Dynamic tables in Snowflake

Guide objective

This guide explains how you can use dynamic tables in Snowflake in conjunction with ADE.

Dynamic tables serve various roles in data pipelines. Use cases include:

De-duplication in the staging layer
Parsing semi-structured data
Automating incremental data loading

With ADE, dynamic tables can be created based on metadata. ADE’s rich set of metadata variables enable the generation of environment-specific dynamic tables tailored to your needs.

See also:

Using dynamic tables in a data warehouse

This guide is intended for instructional purposes. Apply with caution in production environments.

Example use case

This scenario demonstrates the integration of the following Snowflake tools:

Snowpipe: For ingesting data from cloud storage into a Snowflake table
Dynamic tables in the staging layer:
- For de-duplicating raw events
- For parsing nested structures in semi-structured data
Data Vault modeling orchestrated by ADE
Dynamic tables in the publish layer:
Used to incrementally load a fact table and an aggregated fact, enabling near real-time updates for analytics directly from the Data Vault.

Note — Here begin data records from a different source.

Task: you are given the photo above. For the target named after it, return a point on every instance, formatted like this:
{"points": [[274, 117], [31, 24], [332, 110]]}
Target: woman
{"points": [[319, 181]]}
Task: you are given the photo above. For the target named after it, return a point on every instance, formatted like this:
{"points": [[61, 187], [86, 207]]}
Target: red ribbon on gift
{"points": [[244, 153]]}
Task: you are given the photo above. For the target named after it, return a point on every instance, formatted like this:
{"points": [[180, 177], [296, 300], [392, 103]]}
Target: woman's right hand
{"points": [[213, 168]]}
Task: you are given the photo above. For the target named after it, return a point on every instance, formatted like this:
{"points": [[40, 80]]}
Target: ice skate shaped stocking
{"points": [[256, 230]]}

In Snowflake, both Snowpipe and dynamic tables are self-contained objects that manage data loading automatically, either through event-driven triggers or scheduled refreshes. While these objects do not require orchestration by ADE workflows for their execution, ADE coordinates the related processes, such as staging table creation, loading into the Data Vault, and populating the publish layer entities.

In this scenario, ADE is used to generate the DDL for both dynamic tables and Snowpipe. This approach centralizes code generation and supports a smooth integration between ADE and Snowflake features.

Creating a workflow for Snowpipe and dynamic tables

In this example, a workflow named SF_DYNAMIC_DDL is created in CONFIG_LOAD_SCHEDULES. This workflow includes both the Snowpipe and dynamic table DDLs in a single job.

A separate workflow can be created without a cron schedule. This means that the DDL can be executed as metadata in the Workflow Orhestration.

Creating a Snowpipe for data loading

An entity is created to handle example events about cash register data:

Physical type: TABLE
Entity type: STAGE

Change tracking is enabled for the entity using the following option:

OPTION

STORAGE.CHANGE_TRACKING: true

The following DDL is generated by ADE:

SQL

CREATE TABLE staging.STG_RAW_CASH_REGISTER_EVENT (
    stg_file_name VARCHAR(200) NULL
    , stg_create_time TIMESTAMP NULL
    , cashier_id VARCHAR(36) NULL
    , customer_id BIGINT NULL
    , event_id VARCHAR(36) NULL
    , items VARIANT NULL
    , register_id VARCHAR(36) NULL
    , status VARCHAR(50) NULL
    , store_id VARCHAR(36) NULL
    , timestamp TIMESTAMP NULL
    , transaction_id VARCHAR(36) NULL
)
CHANGE_TRACKING = TRUE
COMMENT='STG_RAW_CASH_REGISTER_EVENT';

A load is configured for this entity, and the SF_DYNAMIC_DDL workflow is attached. The following load step is created for the Snowpipe:

LOAD STEP: create_pipe_if_not_exists

SQL

CREATE PIPE IF NOT EXISTS <target_schema>.cash_register_pipe
  AUTO_INGEST = TRUE
  AS
    COPY INTO <target_schema>.<target_entity_name>
      FROM @<target_schema>.SNOWPIPE_STAGE/cash_register
      MATCH_BY_COLUMN_NAME=CASE_INSENSITIVE
      INCLUDE_METADATA = (stg_create_time=METADATA$START_SCAN_TIME, stg_file_name=METADATA$FILENAME)
      FILE_FORMAT = (type = 'JSON', STRIP_OUTER_ARRAY = TRUE);

Creating dynamic tables in staging layer

Two dynamic tables are created in this example:

A de-duplication table: Focused on selecting the latest record per event using a QUALIFY clause.
A semi-structured parsing table: For flattening nested items from JSON data. QUALIFY clause is also used to de-duplicate the data.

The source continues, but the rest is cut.